Near-Record home price growth continues, despite upcoming slowdown

Market Trend

Near-Record home price growth continues, despite upcoming slowdown

Home prices soared once again in October, but offered more signs that the rate of growth may have peaked for now.

Homes sold in October went for 19.1 percent more than they did in the same month last year, a mark that was slightly slower than those of the most recent few months, according to the latest S&P CoreLogic Case-Shiller index.

“That said, October’s 19.1 percent gain in the National Composite is the fourth-highest reading in the 34 years covered by our data,” Craig J. Lazzara, managing director at S&P Dow Jones Indices, said in a statement. “(The top three were the three months immediately preceding October.)”

While the rate of price growth may be starting to slow, momentum continued to push the market forward. Prices rose by 1 percent from September to October on a seasonally adjusted basis.

In Phoenix, home prices were 32 percent higher in October than they were at the same point last year, the highest growth of the 20 large cities that the index tracks individually.

The Florida metros of Tampa and Miami each saw similar growth, with at least 25 percent year-over-year home price increases in October.

Las Vegas, Dallas and Miami followed closely behind.

In general, the South and Southeast saw the strongest annual price growth of the nine census divisions, the Case-Shiller report shows. All regions saw price growth in the double digits.

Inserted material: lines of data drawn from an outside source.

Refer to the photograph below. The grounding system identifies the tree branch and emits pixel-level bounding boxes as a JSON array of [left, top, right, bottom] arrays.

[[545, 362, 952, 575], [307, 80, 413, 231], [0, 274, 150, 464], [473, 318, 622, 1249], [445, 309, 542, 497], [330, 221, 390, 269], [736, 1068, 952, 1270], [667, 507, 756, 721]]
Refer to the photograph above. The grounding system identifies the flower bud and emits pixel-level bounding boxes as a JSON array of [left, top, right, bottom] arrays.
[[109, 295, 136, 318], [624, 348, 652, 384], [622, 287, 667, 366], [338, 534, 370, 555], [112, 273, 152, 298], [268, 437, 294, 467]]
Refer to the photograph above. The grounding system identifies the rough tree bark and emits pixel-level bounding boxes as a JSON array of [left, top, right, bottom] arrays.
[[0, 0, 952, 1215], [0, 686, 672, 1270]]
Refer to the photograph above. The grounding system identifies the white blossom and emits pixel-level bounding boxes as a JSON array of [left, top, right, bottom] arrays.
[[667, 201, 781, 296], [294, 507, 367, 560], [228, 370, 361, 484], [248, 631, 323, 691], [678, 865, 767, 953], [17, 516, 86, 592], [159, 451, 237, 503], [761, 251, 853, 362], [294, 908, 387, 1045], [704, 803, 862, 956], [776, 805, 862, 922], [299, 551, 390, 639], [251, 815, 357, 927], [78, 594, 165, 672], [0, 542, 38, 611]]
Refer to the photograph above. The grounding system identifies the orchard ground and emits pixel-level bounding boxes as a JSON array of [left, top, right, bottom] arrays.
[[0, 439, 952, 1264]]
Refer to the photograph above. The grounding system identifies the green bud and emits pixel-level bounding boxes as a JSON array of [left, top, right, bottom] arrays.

The ongoing surge in demand for homes has been attributed to numerous possible causes, from the rise in remote work to the entry of groups that had been sitting out of the home market prior to the pandemic.

The S&P Dow Jones Indices had previously pointed to changes in where people wanted to live during the pandemic to explain the rise in housing demand, but it remains unknown how safe this growth will be, Lazzara said.

“More data will be required to understand whether this demand surge represents an acceleration of purchases that would have occurred over the next several years, or reflects a more permanent secular change,” Lazzara said.